The market is so high right now

The new president

What the Fed might do with interest rates

I just have a feeling

Contributing to this, or perhaps the very cause of it is the financial media’s relentless spouting of market predictions. If you look at different stories from newspapers, magazines, social media, cable networks, and the internet you would think that it’s necessary to know where the market is headed and why so that you can invest accordingly. It’s not hard to find these stories. Quite the opposite, they are the predominant type of story in the media. Look at some of the headlines I quickly found today.

Track the Markets: Winners and Losers – This was a listing of year-to-date performance of different stock and bond indexes from around the world. You don’t really need to know that. Are you going to go change your 401(k) investments tomorrow because of what you see in a listing like this? You may. And if you do, it will likely be to your detriment.

5 Hot Consumer Stocks to Buy – Beyond Amazon – This article profiled 5 consumer stocks that have done well so far this year and, according to the article, “continue to hold promise for the rest of 2017”.

Here’s a Case for Bailing on Stocks as Warning Signs Stack Up – This details multiple reasons to be worried, from peak auto sales, contracting consumer credit to a lack of progress in Washington.

Global Stocks Post Strongest First Half in Years, Worrying Investors – So this one starts out positive but then leaves the reader thinking, should I be worried?

It’s this

If you want to read things like this, I guess, go ahead. I don’t understand what you get out of it. It definitely should not influence your investing. To make your investing more laid back, like summer, you should own a portfolio of investments in multiple asset classes, both foreign and domestic, while minimizing taxes, trading fees, and other costs. Ideally, your investing is informed by your financial plan. Your financial plan details your different financial goals – things like money for retirement, college expenses, replacing income if a spouse dies.
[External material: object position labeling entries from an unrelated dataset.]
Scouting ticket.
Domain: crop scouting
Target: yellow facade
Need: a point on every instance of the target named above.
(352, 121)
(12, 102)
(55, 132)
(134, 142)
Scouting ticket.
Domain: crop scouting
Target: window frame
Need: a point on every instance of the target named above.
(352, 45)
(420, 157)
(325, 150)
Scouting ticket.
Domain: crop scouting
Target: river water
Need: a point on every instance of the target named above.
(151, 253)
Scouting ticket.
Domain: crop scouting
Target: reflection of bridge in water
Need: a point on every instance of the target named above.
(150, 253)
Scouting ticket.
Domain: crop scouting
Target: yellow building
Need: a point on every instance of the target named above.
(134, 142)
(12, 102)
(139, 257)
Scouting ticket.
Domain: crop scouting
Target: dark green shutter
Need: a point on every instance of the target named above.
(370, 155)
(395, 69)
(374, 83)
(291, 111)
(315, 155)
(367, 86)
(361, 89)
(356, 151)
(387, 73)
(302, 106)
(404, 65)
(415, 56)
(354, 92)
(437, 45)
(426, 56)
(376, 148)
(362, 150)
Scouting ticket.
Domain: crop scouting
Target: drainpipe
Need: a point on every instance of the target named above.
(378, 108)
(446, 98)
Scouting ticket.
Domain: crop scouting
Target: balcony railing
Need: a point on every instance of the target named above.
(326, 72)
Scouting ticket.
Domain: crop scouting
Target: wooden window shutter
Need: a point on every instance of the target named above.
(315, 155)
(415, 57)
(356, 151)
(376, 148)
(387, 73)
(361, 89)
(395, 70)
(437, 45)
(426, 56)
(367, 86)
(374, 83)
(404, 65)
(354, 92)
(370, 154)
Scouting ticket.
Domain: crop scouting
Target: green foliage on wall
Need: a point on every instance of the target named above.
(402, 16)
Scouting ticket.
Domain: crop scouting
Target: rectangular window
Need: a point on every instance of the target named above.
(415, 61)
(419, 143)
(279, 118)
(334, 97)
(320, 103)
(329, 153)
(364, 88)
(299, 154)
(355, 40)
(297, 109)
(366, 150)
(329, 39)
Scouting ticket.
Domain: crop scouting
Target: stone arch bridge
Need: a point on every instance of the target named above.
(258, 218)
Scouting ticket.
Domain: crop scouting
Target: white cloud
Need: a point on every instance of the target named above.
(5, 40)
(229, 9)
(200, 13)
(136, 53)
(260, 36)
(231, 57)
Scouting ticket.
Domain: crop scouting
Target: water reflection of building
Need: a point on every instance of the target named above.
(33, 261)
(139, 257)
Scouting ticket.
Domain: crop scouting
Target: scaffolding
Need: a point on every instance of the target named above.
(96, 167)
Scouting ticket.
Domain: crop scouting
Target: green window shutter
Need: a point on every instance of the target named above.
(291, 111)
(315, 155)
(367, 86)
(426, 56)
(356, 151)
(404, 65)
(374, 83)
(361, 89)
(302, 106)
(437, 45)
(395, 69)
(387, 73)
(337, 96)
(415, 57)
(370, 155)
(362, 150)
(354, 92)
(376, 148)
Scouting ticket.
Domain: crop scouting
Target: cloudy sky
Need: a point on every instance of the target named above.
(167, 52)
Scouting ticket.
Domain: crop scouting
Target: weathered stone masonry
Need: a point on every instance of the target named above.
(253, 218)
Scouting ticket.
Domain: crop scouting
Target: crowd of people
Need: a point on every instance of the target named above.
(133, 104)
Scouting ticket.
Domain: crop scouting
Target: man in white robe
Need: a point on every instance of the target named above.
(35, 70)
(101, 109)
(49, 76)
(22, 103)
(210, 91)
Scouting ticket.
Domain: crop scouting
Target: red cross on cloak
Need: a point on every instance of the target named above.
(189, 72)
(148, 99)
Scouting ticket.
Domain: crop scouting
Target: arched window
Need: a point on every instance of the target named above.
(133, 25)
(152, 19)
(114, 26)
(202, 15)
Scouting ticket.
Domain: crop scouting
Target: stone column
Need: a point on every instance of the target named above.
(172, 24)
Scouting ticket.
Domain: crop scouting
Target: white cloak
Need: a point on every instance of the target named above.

If you have a financial plan you can invest accordingly based on each of those goals.

Your investment strategy is part of that financial plan. Your investment strategy should include things like:

A target percentage that will be invested in stocks vs. bonds

A target percentage to be invested in each different asset class, like large cap value, real estate, international, etc.

A tolerance range for how much you want to allow an asset class to vary from those targets before you make changes to bring it back to the target amount.

If you decide these things up front as part of your investment strategy you don’t make changes to your allocation because you read an article where some guy thought small growth stocks were going to out-perform. You only change based on evidence. What do I mean, evidence? If small growth is to be 8.75% of my portfolio and it’s been decided that I’ll allow it to deviate from that by 20% either up or down, then that means if the small growth part of my portfolio drops below 7% or goes above 10.50% then I will make changes when that happens. If small growth does well and grows to be more than my 10.50% target then I would sell enough of it to get it back to 8.75% of my portfolio. If it came to make up only 7% of my portfolio then the evidence would be there for me to buy more of it to get it to the 8.75% target. That article you saw where the guy said small-cap growth stocks would out-perform – that’s not evidence. When your investment strategy is evidence-based you are making changes when the evidence presents itself. It’s binary – like my example above, it’s either within its tolerance range or it’s not.

When you invest like this you can stop trying to figure out where the market is going. You can stop worrying about the daily fluctuations and watching the headlines and so-called experts. If you’re a long-term investor none of that stuff matters.

Investing doesn’t have to be complicated. It should be simple.

Do the work up front. Get a good financial plan and a well-thought-out investment strategy in place. Then treat your investments like your summer break – chill out and be more laid back!